Это заявление было встречено громовым хохотом и градом сальных шуток. Герр Пауль понял, что дело обернулось наихудшей из всех возможных сторон: он где-то допустил ошибку, и ошибка эта могла стоить ему не только кошелька, но и жизни. Молодой иезуит много грешил — как именем святого папского престола, так и в силу живости своего характера, — но полагал, что выполнение данного ему церковью поручения с лихвой искупит все его прегрешения. Умирать в двух шагах от заветной цели, в каком-то грязном притоне, да еще и без покаяния, было дьявольски обидно: оказалось, что герр Пауль совершенно не готов встретиться со Всевышним в светлых заоблачных чертогах, что у него осталась масса незавершенных дел на этом свете — словом, оказалось, что умирать ему не хочется.

Смертельно побледнев, немец оттолкнул льнувшую к нему шлюху и вскочил. Рука его нырнула в карман и сомкнулась на рукояти пистолета, который, слава богу, еще никто не ухитрился стащить. Герр Пауль попятился, опрокинул скамейку и забился в угол, шаря глазами по зверским бородатым рожам, которые обступили его со всех сторон, гнусно ухмыляясь и протягивая волосатые лапы. Рож этих было не более дюжины, но перепуганному иезуиту чудилось, что их здесь тысячи. Их смрадное дыхание заставляло содержимое желудка подкатывать к горлу, их мутные глаза сверкали сквозь завесу спутанных волос, как болотные огни в лесной чаще. Дело неумолимо катилось к развязке. Кто-то предложил посмотреть, что у барина в карманах; еще кто-то добавил, что не худо бы поинтересоваться, что у него внутри. Хесс понял, что пропал со всеми потрохами, и потащил из кармана пистолет.

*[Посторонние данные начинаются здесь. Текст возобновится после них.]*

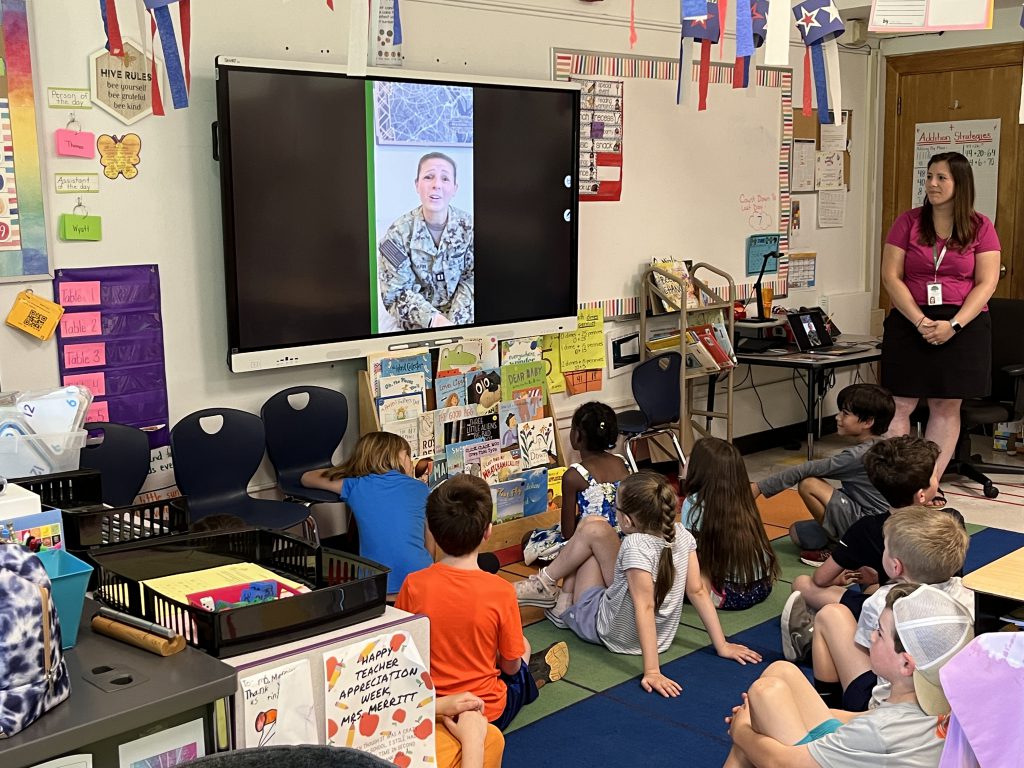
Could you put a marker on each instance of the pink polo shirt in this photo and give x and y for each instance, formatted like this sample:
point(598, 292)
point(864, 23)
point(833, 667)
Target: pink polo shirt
point(956, 269)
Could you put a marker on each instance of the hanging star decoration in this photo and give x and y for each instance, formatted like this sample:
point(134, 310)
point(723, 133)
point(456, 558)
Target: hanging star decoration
point(708, 30)
point(820, 26)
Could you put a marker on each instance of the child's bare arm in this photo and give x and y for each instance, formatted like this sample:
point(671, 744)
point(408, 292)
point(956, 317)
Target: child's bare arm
point(698, 596)
point(642, 592)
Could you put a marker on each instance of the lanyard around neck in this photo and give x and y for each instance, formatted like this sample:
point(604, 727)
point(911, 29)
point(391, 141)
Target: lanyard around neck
point(937, 256)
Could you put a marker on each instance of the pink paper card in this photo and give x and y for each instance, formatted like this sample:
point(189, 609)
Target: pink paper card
point(96, 383)
point(85, 355)
point(83, 293)
point(80, 324)
point(75, 143)
point(98, 411)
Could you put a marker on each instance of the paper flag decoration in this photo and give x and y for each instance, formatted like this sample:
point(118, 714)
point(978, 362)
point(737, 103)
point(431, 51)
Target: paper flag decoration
point(179, 78)
point(708, 30)
point(820, 26)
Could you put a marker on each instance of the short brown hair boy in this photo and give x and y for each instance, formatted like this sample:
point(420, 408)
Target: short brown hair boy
point(459, 513)
point(930, 543)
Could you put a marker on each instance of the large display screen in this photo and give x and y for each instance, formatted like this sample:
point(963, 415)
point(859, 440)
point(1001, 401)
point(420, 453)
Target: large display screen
point(357, 210)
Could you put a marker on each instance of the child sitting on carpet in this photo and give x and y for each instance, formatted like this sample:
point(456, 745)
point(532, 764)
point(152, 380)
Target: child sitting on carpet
point(737, 563)
point(630, 597)
point(923, 545)
point(865, 411)
point(589, 485)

В эту минуту обстановка вдруг неуловимо переменилась. В задних рядах обступившей немца толпы возникло какое-то движение, кто-то заорал возмущенно, кто-то придушенно пискнул, послышался грохот опрокидываемой мебели, треск, звон бьющегося стекла, взрыв матерной брани, и в плотном частоколе маячивших перед иезуитом дьявольских рож стали возникать просветы. Все это случилось едва ли не в одно мгновение; в следующий миг страшные лица исчезли вовсе, и вместо них Хесс увидел косматые затылки и покрытые грязным рваньем спины.

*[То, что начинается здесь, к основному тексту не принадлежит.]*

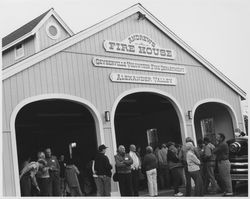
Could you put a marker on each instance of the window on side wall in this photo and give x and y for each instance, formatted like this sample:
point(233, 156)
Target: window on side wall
point(19, 51)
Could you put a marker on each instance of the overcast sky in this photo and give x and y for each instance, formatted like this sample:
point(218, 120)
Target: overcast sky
point(219, 30)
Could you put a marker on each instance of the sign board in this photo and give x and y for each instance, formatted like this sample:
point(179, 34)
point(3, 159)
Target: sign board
point(138, 44)
point(143, 79)
point(137, 65)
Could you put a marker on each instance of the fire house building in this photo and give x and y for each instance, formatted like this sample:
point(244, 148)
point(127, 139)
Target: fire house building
point(126, 80)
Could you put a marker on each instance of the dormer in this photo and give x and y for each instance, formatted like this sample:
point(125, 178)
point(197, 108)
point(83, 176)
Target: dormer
point(38, 34)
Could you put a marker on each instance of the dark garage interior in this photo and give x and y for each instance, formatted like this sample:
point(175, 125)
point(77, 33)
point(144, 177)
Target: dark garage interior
point(56, 124)
point(138, 112)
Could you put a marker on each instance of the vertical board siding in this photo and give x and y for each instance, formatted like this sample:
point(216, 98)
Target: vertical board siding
point(8, 167)
point(45, 40)
point(72, 72)
point(8, 57)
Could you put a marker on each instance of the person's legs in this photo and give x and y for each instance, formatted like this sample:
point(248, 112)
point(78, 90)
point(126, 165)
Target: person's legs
point(25, 184)
point(135, 182)
point(167, 177)
point(154, 182)
point(188, 182)
point(160, 177)
point(122, 185)
point(175, 179)
point(107, 186)
point(224, 171)
point(128, 184)
point(150, 182)
point(211, 177)
point(56, 184)
point(99, 186)
point(198, 183)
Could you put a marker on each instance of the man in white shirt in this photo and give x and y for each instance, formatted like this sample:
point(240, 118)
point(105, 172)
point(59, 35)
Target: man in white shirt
point(135, 169)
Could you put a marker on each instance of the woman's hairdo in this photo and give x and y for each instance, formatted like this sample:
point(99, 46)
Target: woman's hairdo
point(222, 136)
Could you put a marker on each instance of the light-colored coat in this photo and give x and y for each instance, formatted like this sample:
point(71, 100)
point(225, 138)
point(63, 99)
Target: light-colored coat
point(192, 161)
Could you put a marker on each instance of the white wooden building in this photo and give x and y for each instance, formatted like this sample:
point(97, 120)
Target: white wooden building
point(109, 84)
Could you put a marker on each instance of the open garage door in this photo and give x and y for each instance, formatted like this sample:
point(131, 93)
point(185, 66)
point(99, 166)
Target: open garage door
point(211, 118)
point(56, 123)
point(145, 117)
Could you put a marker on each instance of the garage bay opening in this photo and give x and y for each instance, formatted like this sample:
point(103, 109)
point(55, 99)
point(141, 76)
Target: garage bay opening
point(144, 119)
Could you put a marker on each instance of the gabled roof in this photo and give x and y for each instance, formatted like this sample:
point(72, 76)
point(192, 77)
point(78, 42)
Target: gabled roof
point(22, 65)
point(30, 29)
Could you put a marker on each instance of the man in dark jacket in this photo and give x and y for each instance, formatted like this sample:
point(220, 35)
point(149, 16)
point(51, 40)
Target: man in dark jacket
point(222, 157)
point(54, 172)
point(123, 163)
point(102, 169)
point(182, 157)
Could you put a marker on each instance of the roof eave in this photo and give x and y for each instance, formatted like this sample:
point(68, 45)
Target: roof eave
point(18, 41)
point(106, 23)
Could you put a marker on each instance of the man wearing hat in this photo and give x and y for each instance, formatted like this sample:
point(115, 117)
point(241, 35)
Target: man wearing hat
point(102, 169)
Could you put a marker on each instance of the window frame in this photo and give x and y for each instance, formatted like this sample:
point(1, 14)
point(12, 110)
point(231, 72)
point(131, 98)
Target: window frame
point(21, 49)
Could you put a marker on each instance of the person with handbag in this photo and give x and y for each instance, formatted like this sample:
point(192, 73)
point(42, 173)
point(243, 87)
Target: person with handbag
point(123, 163)
point(102, 169)
point(150, 164)
point(135, 168)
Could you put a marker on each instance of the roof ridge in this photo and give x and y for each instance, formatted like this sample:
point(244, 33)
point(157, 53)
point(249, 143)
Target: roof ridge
point(26, 28)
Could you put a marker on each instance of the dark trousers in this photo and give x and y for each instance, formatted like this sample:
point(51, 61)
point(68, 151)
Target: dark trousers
point(198, 190)
point(188, 182)
point(125, 184)
point(55, 189)
point(176, 178)
point(45, 186)
point(103, 185)
point(135, 182)
point(209, 177)
point(163, 176)
point(75, 191)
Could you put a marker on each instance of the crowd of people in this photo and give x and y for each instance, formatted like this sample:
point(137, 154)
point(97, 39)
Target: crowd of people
point(167, 166)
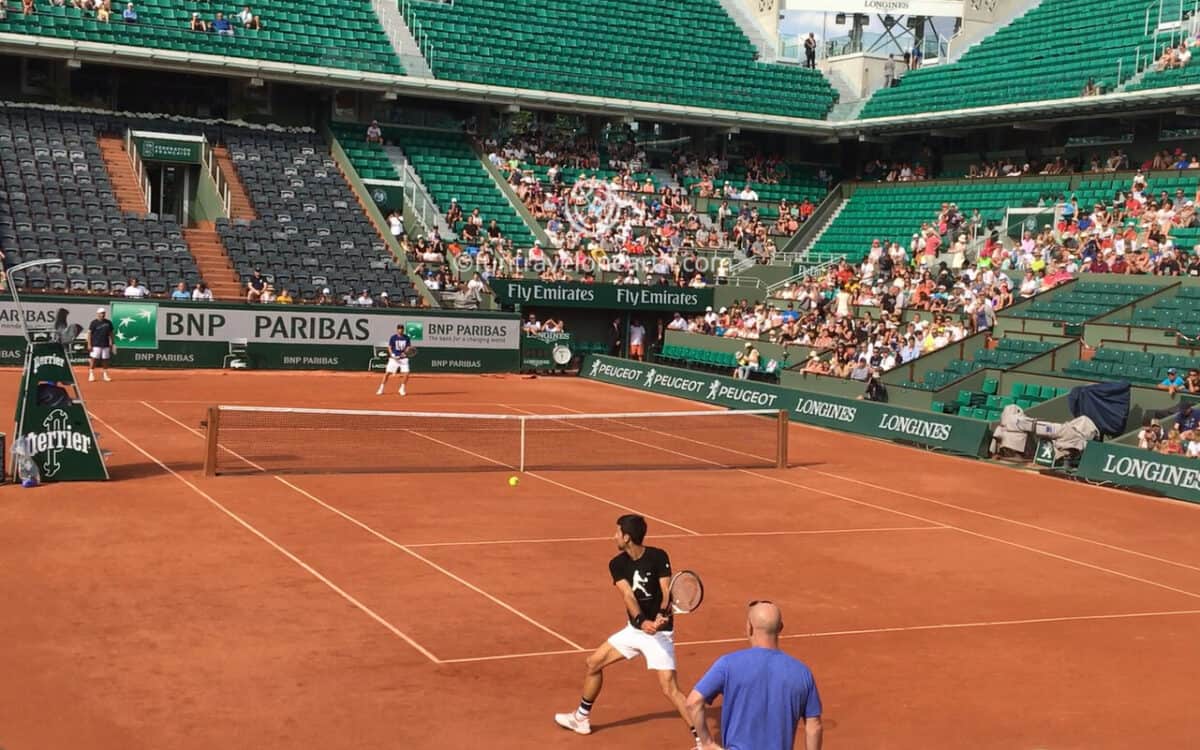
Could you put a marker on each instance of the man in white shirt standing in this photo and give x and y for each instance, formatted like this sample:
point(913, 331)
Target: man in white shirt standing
point(636, 340)
point(136, 291)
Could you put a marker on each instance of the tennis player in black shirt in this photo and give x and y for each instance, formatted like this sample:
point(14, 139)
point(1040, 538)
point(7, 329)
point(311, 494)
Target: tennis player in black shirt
point(642, 576)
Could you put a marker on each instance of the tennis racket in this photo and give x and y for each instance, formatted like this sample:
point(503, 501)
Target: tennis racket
point(685, 593)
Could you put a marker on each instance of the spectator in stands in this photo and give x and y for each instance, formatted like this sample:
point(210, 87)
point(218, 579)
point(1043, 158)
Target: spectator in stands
point(748, 361)
point(396, 225)
point(221, 25)
point(375, 133)
point(1173, 383)
point(255, 287)
point(136, 291)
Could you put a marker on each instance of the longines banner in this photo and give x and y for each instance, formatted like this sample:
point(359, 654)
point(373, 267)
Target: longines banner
point(190, 335)
point(1127, 466)
point(883, 7)
point(952, 433)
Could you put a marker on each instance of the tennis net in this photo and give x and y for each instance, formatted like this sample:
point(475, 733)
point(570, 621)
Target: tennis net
point(276, 439)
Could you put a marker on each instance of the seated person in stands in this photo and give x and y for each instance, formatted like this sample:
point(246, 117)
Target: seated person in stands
point(1150, 436)
point(1173, 383)
point(375, 135)
point(135, 289)
point(255, 287)
point(221, 25)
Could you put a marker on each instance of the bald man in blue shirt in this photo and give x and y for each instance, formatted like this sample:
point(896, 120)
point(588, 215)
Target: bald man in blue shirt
point(767, 693)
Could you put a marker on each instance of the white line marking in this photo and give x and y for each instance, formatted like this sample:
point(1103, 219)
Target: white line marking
point(395, 544)
point(831, 634)
point(703, 535)
point(387, 539)
point(277, 546)
point(924, 520)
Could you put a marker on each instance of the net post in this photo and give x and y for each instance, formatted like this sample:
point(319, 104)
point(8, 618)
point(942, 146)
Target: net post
point(211, 430)
point(781, 443)
point(521, 462)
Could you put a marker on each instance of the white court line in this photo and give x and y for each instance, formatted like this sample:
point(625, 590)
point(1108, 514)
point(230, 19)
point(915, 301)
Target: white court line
point(832, 634)
point(946, 504)
point(383, 537)
point(924, 520)
point(277, 546)
point(432, 564)
point(702, 535)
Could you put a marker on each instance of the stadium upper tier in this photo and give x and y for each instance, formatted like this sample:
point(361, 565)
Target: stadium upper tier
point(683, 53)
point(1048, 53)
point(345, 34)
point(892, 213)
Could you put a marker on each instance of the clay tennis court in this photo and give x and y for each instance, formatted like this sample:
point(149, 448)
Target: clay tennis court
point(941, 603)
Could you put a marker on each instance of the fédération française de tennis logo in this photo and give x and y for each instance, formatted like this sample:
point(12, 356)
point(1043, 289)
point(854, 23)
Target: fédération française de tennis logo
point(137, 325)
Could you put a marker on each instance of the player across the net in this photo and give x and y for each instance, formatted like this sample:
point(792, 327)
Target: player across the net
point(281, 439)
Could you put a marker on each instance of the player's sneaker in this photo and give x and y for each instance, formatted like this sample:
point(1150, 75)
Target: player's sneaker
point(570, 721)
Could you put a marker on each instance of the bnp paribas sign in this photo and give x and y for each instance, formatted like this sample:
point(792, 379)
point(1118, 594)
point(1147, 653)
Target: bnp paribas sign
point(601, 297)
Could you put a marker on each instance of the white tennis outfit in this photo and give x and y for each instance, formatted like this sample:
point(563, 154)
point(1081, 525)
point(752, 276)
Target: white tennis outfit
point(397, 364)
point(658, 648)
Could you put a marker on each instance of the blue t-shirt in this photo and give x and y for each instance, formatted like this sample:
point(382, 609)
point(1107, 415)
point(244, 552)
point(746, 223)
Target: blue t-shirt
point(399, 345)
point(767, 694)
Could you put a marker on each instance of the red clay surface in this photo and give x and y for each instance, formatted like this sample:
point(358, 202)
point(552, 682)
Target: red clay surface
point(941, 603)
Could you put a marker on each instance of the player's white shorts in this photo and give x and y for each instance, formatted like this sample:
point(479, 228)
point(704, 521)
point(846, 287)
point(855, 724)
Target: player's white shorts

Полуобморочная пелена перед его глазами немного рассеялась, и он увидел своего спасителя. Это был здоровенный, обросший косматой бородищей мужик в ветхой рубахе, перепоясанной широчайшим кожаным кушаком, напоминавшим те, которые любят носить цыгане. Шапку ему заменяла повязанная поперек лба пестрая тряпица, левую щеку пересекал безобразный извилистый шрам, очень похожий на сабельный, начинавшийся где-то под упомянутой тряпицей и бесследно терявшийся в бороде. Правого уха у спасителя не было; вместо уха торчал бесформенный комок плоти, покрытый коркой запекшейся крови и отчасти спрятанный под грязными, век не чесанными волосами.

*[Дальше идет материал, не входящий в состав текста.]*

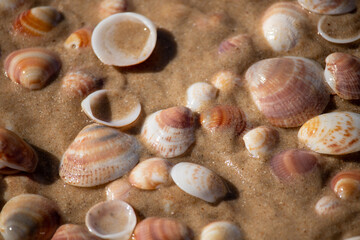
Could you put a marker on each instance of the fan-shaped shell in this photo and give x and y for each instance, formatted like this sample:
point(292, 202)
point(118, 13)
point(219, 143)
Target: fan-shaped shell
point(29, 216)
point(98, 155)
point(333, 133)
point(32, 67)
point(169, 132)
point(198, 181)
point(287, 90)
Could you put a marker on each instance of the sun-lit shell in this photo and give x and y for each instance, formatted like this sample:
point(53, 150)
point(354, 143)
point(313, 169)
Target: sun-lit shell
point(98, 155)
point(113, 219)
point(221, 230)
point(261, 140)
point(198, 181)
point(288, 90)
point(333, 133)
point(283, 25)
point(169, 132)
point(151, 174)
point(29, 216)
point(154, 228)
point(37, 21)
point(32, 67)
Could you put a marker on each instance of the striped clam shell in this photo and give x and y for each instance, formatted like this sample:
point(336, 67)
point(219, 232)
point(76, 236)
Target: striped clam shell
point(37, 21)
point(32, 68)
point(98, 155)
point(287, 90)
point(333, 133)
point(169, 132)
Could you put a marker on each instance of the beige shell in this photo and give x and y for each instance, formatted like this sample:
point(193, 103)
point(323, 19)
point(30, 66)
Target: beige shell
point(287, 90)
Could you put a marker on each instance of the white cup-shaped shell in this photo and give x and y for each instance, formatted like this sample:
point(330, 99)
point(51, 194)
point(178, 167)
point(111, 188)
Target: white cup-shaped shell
point(198, 181)
point(108, 33)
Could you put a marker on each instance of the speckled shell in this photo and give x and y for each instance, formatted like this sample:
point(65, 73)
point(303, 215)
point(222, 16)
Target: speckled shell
point(29, 216)
point(98, 155)
point(198, 181)
point(169, 132)
point(287, 90)
point(32, 68)
point(154, 228)
point(37, 21)
point(333, 133)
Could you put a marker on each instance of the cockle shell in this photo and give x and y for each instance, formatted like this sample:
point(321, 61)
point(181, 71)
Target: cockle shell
point(37, 21)
point(98, 155)
point(198, 181)
point(333, 133)
point(29, 216)
point(169, 132)
point(32, 67)
point(154, 228)
point(287, 90)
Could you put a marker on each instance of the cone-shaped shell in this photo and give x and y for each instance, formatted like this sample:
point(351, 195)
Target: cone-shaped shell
point(288, 90)
point(98, 155)
point(29, 216)
point(333, 133)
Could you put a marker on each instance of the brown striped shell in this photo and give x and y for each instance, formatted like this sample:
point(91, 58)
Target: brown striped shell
point(32, 68)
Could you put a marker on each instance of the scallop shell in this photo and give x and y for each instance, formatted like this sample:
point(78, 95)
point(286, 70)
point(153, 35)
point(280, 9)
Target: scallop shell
point(29, 216)
point(288, 90)
point(37, 21)
point(333, 133)
point(198, 181)
point(154, 228)
point(151, 174)
point(98, 155)
point(32, 67)
point(169, 132)
point(113, 219)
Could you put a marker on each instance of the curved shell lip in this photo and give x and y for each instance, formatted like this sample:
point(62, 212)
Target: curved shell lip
point(121, 59)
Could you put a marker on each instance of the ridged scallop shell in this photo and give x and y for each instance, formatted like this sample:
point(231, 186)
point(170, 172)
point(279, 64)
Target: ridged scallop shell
point(151, 174)
point(198, 181)
point(37, 21)
point(333, 133)
point(32, 67)
point(342, 74)
point(261, 140)
point(288, 90)
point(29, 216)
point(169, 132)
point(199, 95)
point(221, 230)
point(113, 219)
point(154, 228)
point(98, 155)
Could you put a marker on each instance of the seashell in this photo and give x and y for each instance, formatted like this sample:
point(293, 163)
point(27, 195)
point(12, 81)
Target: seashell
point(342, 74)
point(287, 90)
point(32, 67)
point(333, 133)
point(79, 39)
point(221, 230)
point(169, 132)
point(112, 45)
point(151, 174)
point(200, 95)
point(37, 21)
point(291, 163)
point(98, 155)
point(261, 140)
point(283, 25)
point(29, 216)
point(15, 154)
point(113, 219)
point(154, 228)
point(198, 181)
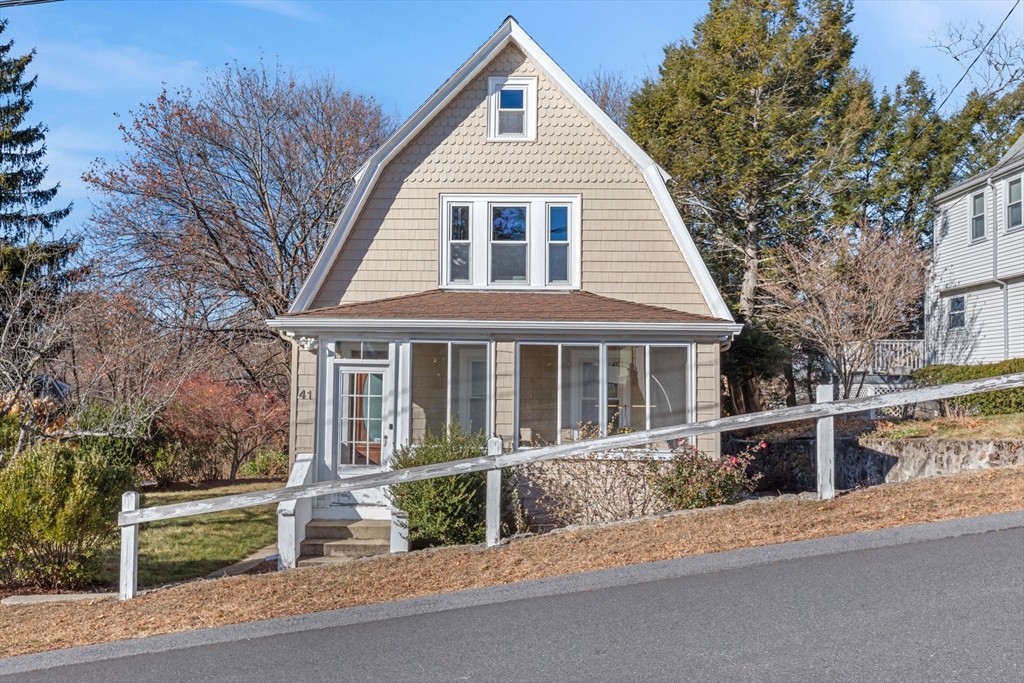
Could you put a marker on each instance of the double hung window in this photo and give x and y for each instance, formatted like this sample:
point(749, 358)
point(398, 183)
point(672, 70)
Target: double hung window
point(510, 242)
point(978, 217)
point(512, 109)
point(1014, 217)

Начало потасовки перепуганный до полусмерти иезуит проморгал, зато ее окончание он разглядел во всех подробностях. Смотреть, впрочем, было не на что: сражение одноухого бородача с его противниками напоминало битву матерого волка с полудюжиной котят. Драка началась и сразу же кончилась. Враг позорно бежал, оставив на грязном полу несколько пятен крови, пригоршню зубов, два грубых самодельных ножа и одно бездыханное тело с рассеченным лбом, каковое тело, немного полежав, начало подавать признаки жизни и вскоре куда-то уползло.

Спаситель герра Пауля, с озабоченным видом зализывая ссадины на костяшках пальцев, подцепил носком сапога опрокинутую лавку, ловко поставил ее на ноги, перешагнул через нее и сел, твердо установив локти на столе.

— Ну, — сказал он, исподлобья изучающе глядя на все еще стоявшего в углу немца.

Голос у него был сиплый, нутряной. Так мог бы, наверное, говорить волк, которого Господь шутки ради наделил даром речи. Герр Пауль осторожно уселся напротив, понемногу успокаиваясь и пытливо разглядывая своего визави. Габаритами этот человек напоминал медведя, но в остальном это был, несомненно, волк — матерый, стремительный, беспощадный и начисто лишенный морали. Устойчивая, натренированная психика иезуита быстро справилась с испугом, и, трезво оценив ситуацию, герр Пауль пришел к выводу, что лучшего помощника ему не найти.

Для начала он рассыпался в благодарностях, но бородач прервал его нетерпеливым движением широкой костистой ладони.

— Спасибо на хлеб не намажешь, — просипел он. — Ты говорил, будто знаешь, где можно денег достать. Или наврал? Ежели наврал, так я тебя, барин, задавлю, как вошь, ты уж не серчай.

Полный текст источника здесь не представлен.